How Search Firms Can Help Implement a Great Company Culture

March 9, 2022 – Prais+Barnette works proactively with diverse executives, leaders, and influencers who are passionate about increasing workplace diversity to help the firm build broad referral networks across functions and industries. Top diverse prospects can be introduced to key company leaders for networking 30 to 60 days in advance of an opportunity posting.

David Barnette is managing partner of Prais+Barnette. He has over 20 years of experience as an operating executive focusing on omnichannel sales and marketing, digital transformation, and product
development.

Laurie Ryan is managing partner and chief marketing officer of Prais+Barnette. She is a marketing veteran with an extensive history creating and managing brands, products, and the businesses they drive.

Sonia Prais is managing partner at Prais+Barnette and has spent more than 20 years in executive search. She works globally with startups, heritage iconic brands, and pure-plays in technology, fashion, and retail.

These three search leaders recently sat down with Hunt Scanlon Media to discuss keys for driving great company culture and how search firms can play a role.

What are some key elements of having a great company culture?
Ryan: Here’s the thing—after two years of unprecedented corporate disruption and social turmoil, today’s workplace is a fundamentally different place than it was pre-pandemic. So, while the basic pillars that have always defined great culture remain intact—things like communication, community, trust, and appreciation—the playbook for how we achieve them has been tossed out the window. The strategies for delivering on these pillars must be re-examined and retooled, with significant consideration given to the impact of virtual environments, more flexible hours, and, frankly, decades of neglect relative to inclusion and equity. Employees are quickly taking stock of their current situation—and making changes accordingly.

Explain how a good company culture translates into better employee performance.
Barnette: There have been several fantastic studies the last few years that have empirically proven performance follows culture, not the other way around. In essence, all of these studies—from entities such as Gallup, the Journal for Organizational Behavior, and others—have debunked the traditional belief that high performing teams are primarily the result of top-down, accountability-centric approaches focused on weeding out those that don’t meet expectations vs. figuring out creative ways to engage, motivate, and support people into exceeding them. And one benefit of the latter approach that can often go unnoticed is that when you layer in more enablement and openness alongside accountability you create an environment where people feel safer and more inspired to think of and introduce new ideas that can evolve into real world value creation.
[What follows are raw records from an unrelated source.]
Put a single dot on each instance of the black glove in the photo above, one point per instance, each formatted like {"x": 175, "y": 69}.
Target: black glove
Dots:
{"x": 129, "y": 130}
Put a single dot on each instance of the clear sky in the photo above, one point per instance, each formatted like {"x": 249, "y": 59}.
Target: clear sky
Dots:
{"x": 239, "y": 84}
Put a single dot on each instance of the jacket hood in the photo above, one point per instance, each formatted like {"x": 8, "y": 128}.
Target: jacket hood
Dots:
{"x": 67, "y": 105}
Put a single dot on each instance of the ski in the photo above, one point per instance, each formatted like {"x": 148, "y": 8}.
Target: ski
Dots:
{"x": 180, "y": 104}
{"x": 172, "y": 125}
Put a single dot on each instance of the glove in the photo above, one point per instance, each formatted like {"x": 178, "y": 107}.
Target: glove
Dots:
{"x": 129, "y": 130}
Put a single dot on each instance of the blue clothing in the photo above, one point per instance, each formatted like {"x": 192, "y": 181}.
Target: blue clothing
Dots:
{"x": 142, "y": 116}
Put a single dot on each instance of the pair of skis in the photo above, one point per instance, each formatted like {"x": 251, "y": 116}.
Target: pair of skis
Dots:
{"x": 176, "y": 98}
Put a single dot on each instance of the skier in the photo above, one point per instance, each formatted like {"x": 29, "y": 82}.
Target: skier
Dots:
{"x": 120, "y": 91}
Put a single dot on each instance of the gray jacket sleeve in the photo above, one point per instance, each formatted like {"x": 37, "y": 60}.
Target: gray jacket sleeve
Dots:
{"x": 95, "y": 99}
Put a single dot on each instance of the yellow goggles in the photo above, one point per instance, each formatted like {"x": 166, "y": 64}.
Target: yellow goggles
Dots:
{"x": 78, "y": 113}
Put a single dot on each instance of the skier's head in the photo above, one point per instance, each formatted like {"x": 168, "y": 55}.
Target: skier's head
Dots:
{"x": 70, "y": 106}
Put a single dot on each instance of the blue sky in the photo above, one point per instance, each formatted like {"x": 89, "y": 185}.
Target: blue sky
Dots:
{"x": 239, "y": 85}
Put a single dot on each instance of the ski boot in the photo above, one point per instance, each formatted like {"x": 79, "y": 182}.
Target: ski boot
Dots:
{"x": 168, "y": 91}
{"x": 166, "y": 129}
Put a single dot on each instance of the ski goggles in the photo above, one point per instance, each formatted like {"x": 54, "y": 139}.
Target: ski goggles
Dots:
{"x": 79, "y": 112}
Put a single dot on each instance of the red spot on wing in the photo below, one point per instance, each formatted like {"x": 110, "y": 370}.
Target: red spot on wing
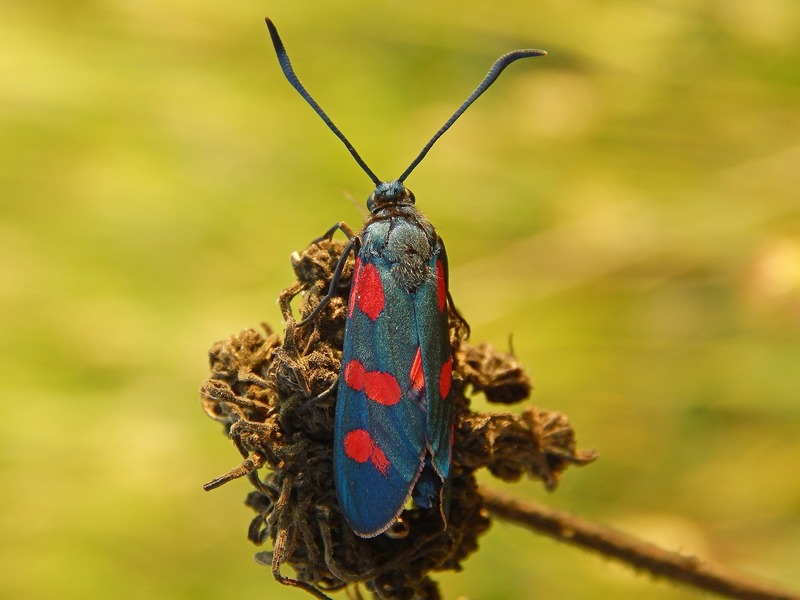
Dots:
{"x": 354, "y": 287}
{"x": 359, "y": 446}
{"x": 416, "y": 375}
{"x": 441, "y": 287}
{"x": 369, "y": 291}
{"x": 445, "y": 378}
{"x": 379, "y": 387}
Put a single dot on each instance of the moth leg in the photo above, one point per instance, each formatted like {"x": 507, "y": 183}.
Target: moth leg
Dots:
{"x": 340, "y": 226}
{"x": 352, "y": 246}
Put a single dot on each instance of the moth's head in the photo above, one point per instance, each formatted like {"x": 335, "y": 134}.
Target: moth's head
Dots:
{"x": 389, "y": 193}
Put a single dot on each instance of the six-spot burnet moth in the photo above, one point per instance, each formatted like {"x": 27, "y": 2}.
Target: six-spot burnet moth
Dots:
{"x": 393, "y": 435}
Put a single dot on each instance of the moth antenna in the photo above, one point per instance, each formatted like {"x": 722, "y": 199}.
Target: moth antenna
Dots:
{"x": 497, "y": 68}
{"x": 288, "y": 71}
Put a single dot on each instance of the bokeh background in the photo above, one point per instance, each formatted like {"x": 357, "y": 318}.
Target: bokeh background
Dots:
{"x": 626, "y": 208}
How can search firms play a role in helping to create a better company culture?
Prais: Valuing diversity is incredibly important to culture these days, and the best way for clients to demonstrate that they do is by putting their money where their mouth is with new executive hires. This is a huge opportunity for search firms to help influence culture but doing so requires being creative and courageous enough to thoughtfully challenge the thinking inside our clients in terms of candidate assessment—because lack of diversity is often driven by a resistance to being sufficiently open minded about transferable experience.

Would you elaborate?
Prais: Think about the oft-used phrase in our industry, “plug and play.” It screams support for the business-as-usual approach to hiring that got us here in the first place! We believe one of the best things we can do in search to help advance culture is to spark our client’s imagination about the value unique perspectives can help unlock – and to help remove apprehension about assessing talent in a way
that is maybe a little different from how it’s been done in the past.
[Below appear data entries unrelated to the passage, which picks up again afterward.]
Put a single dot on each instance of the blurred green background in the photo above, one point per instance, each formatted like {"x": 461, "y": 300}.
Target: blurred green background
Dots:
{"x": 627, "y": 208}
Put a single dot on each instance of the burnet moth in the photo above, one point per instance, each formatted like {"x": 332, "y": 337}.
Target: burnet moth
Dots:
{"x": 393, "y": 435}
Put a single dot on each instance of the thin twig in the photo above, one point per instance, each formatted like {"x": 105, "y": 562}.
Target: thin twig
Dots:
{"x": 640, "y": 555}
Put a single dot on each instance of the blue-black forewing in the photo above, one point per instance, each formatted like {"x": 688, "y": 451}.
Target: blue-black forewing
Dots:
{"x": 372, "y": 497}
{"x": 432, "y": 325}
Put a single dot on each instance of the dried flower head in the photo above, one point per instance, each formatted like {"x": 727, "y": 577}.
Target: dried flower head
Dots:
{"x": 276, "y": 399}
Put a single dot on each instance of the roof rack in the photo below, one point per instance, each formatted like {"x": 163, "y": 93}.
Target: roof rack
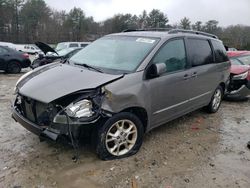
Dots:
{"x": 173, "y": 31}
{"x": 147, "y": 29}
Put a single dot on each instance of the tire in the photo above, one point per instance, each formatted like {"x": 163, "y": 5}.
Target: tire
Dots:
{"x": 125, "y": 140}
{"x": 13, "y": 67}
{"x": 216, "y": 100}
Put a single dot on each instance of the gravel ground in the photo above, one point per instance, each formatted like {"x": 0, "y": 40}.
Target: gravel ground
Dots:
{"x": 197, "y": 150}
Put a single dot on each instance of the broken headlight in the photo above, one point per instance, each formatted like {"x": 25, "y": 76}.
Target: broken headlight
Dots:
{"x": 80, "y": 109}
{"x": 240, "y": 76}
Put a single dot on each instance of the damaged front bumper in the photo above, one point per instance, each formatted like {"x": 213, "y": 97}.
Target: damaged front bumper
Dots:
{"x": 51, "y": 130}
{"x": 34, "y": 128}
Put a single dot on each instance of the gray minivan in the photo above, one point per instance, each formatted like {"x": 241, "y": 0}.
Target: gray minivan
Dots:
{"x": 123, "y": 85}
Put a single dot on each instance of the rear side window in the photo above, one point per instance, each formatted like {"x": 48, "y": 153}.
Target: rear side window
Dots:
{"x": 3, "y": 51}
{"x": 200, "y": 52}
{"x": 84, "y": 45}
{"x": 220, "y": 52}
{"x": 73, "y": 45}
{"x": 173, "y": 54}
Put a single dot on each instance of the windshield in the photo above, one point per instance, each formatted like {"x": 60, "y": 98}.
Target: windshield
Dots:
{"x": 65, "y": 51}
{"x": 116, "y": 53}
{"x": 60, "y": 46}
{"x": 245, "y": 60}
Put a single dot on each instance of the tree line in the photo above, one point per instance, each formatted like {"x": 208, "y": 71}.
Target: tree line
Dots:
{"x": 27, "y": 21}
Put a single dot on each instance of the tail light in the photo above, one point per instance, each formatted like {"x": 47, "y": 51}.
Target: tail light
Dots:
{"x": 25, "y": 55}
{"x": 248, "y": 76}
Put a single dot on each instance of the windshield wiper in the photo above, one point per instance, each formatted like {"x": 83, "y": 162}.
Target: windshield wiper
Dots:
{"x": 88, "y": 66}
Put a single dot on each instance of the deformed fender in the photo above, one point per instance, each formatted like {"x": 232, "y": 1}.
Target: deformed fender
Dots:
{"x": 129, "y": 91}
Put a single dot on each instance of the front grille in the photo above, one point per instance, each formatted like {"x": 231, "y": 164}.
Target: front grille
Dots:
{"x": 37, "y": 112}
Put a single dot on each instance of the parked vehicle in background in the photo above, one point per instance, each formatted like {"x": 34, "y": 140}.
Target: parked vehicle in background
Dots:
{"x": 30, "y": 49}
{"x": 52, "y": 55}
{"x": 239, "y": 87}
{"x": 123, "y": 85}
{"x": 13, "y": 61}
{"x": 64, "y": 45}
{"x": 8, "y": 44}
{"x": 232, "y": 49}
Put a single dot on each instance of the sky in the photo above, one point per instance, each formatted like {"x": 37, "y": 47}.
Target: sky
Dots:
{"x": 227, "y": 12}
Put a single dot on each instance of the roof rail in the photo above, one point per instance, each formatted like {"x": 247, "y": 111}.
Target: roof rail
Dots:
{"x": 173, "y": 31}
{"x": 147, "y": 29}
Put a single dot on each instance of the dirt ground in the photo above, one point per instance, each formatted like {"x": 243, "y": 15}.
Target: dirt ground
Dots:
{"x": 197, "y": 150}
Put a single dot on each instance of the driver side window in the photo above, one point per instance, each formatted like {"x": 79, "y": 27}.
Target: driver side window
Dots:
{"x": 173, "y": 54}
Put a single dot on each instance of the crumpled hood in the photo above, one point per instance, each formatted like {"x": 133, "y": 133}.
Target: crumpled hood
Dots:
{"x": 56, "y": 80}
{"x": 238, "y": 69}
{"x": 45, "y": 48}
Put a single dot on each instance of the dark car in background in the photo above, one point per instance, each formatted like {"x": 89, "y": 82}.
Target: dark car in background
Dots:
{"x": 52, "y": 55}
{"x": 239, "y": 87}
{"x": 12, "y": 61}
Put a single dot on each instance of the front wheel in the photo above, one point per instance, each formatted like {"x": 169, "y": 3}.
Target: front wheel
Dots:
{"x": 215, "y": 102}
{"x": 120, "y": 136}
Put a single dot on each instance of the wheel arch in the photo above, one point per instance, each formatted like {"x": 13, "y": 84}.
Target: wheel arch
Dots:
{"x": 141, "y": 113}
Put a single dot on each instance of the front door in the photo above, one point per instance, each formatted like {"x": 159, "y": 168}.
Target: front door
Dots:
{"x": 169, "y": 93}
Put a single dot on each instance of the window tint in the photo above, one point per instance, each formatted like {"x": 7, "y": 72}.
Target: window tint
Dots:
{"x": 245, "y": 60}
{"x": 236, "y": 62}
{"x": 173, "y": 55}
{"x": 200, "y": 52}
{"x": 3, "y": 51}
{"x": 73, "y": 45}
{"x": 220, "y": 52}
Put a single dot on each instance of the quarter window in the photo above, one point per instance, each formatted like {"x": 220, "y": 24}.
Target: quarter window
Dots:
{"x": 220, "y": 52}
{"x": 200, "y": 52}
{"x": 173, "y": 55}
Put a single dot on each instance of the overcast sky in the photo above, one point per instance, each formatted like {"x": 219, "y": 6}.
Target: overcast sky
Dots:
{"x": 227, "y": 12}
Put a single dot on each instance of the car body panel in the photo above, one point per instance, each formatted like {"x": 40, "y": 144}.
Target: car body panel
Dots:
{"x": 239, "y": 89}
{"x": 239, "y": 69}
{"x": 48, "y": 84}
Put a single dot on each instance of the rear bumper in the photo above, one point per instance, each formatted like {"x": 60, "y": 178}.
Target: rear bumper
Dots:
{"x": 242, "y": 92}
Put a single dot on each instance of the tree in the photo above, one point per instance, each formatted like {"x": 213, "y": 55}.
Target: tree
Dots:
{"x": 157, "y": 19}
{"x": 211, "y": 26}
{"x": 185, "y": 23}
{"x": 143, "y": 19}
{"x": 197, "y": 26}
{"x": 75, "y": 23}
{"x": 34, "y": 16}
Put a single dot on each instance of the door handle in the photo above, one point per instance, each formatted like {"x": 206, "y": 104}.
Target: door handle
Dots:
{"x": 194, "y": 75}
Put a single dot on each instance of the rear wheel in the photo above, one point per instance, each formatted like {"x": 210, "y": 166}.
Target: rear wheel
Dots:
{"x": 120, "y": 136}
{"x": 215, "y": 102}
{"x": 13, "y": 67}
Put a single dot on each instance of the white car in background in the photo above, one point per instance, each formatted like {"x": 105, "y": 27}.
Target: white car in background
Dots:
{"x": 8, "y": 44}
{"x": 63, "y": 45}
{"x": 30, "y": 49}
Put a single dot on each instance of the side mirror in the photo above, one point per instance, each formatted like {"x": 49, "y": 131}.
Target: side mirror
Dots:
{"x": 156, "y": 70}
With the Great Resignation upon us, what are some keys for organizations keeping their teams together?
Barnette: First and foremost, you have to stay connected and understand what individual team members want both personally and professionally to see if you can provide a path forward that allows you both to get what you need from each other over time. And employees obviously have to feel safe enough to be open and honest about those things with their supervisors, so culture is of paramount importance in this regard. What employers are experiencing now with the Great Resignation is a reckoning over live-work balance and compensation that’s been decades in the making.
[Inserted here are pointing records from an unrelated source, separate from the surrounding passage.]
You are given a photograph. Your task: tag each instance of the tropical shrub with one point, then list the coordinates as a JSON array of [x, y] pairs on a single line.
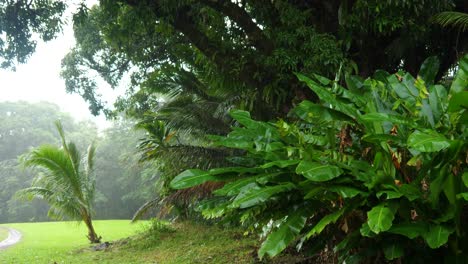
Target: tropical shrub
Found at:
[[374, 170]]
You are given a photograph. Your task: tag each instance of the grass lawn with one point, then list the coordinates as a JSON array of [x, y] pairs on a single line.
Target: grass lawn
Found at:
[[51, 242], [3, 234], [184, 242]]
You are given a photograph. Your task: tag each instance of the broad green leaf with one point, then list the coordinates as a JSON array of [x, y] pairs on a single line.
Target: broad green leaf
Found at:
[[331, 218], [234, 187], [390, 194], [190, 178], [463, 196], [410, 191], [280, 238], [426, 112], [345, 191], [328, 97], [309, 111], [253, 194], [264, 178], [437, 236], [427, 142], [436, 187], [449, 188], [393, 251], [465, 178], [380, 218], [404, 89], [323, 80], [366, 231], [437, 100], [217, 171], [409, 230], [460, 83], [315, 140], [458, 101], [315, 171], [378, 138], [312, 193], [429, 69], [243, 117], [354, 83], [279, 163], [382, 117]]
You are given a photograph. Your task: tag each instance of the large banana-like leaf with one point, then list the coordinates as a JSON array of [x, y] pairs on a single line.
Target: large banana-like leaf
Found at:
[[234, 187], [437, 235], [315, 171], [460, 83], [380, 218], [429, 70], [329, 98], [253, 194], [309, 112], [427, 141], [190, 178], [437, 100], [280, 238], [383, 117], [410, 229], [393, 251], [328, 219]]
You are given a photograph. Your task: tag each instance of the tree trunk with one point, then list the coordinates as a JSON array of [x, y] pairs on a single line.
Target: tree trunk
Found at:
[[92, 236]]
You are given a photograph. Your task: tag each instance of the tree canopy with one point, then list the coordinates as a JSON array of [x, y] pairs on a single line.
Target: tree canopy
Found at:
[[246, 51]]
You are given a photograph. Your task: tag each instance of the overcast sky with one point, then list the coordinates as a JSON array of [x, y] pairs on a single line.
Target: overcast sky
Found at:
[[39, 79]]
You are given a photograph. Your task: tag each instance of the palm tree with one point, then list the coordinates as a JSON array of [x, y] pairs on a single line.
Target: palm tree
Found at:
[[64, 182]]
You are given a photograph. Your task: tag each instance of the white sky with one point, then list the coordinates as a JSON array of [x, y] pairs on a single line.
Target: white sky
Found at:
[[39, 80]]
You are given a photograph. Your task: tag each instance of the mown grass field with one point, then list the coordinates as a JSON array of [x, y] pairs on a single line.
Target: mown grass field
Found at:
[[184, 242], [3, 234], [51, 242]]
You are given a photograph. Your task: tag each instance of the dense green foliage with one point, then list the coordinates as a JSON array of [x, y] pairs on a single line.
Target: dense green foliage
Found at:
[[24, 125], [66, 181], [243, 53], [379, 167], [20, 21], [120, 187]]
How can organizations weather the storm?
Barnette: There are no quick, easy fixes to it. Just understanding this and being willing to explore creative new paths forward regarding work expectations, reward structures, and career pathing will go a long way towards positive results in terms of holding on to talent. Retention has always been important, but with the state of today’s talent market it’s never been more of an urgent priority. The firms that weather this the best will be the ones that are not afraid to step out of their comfort zones in how they engage, develop, compensate, and manage their people.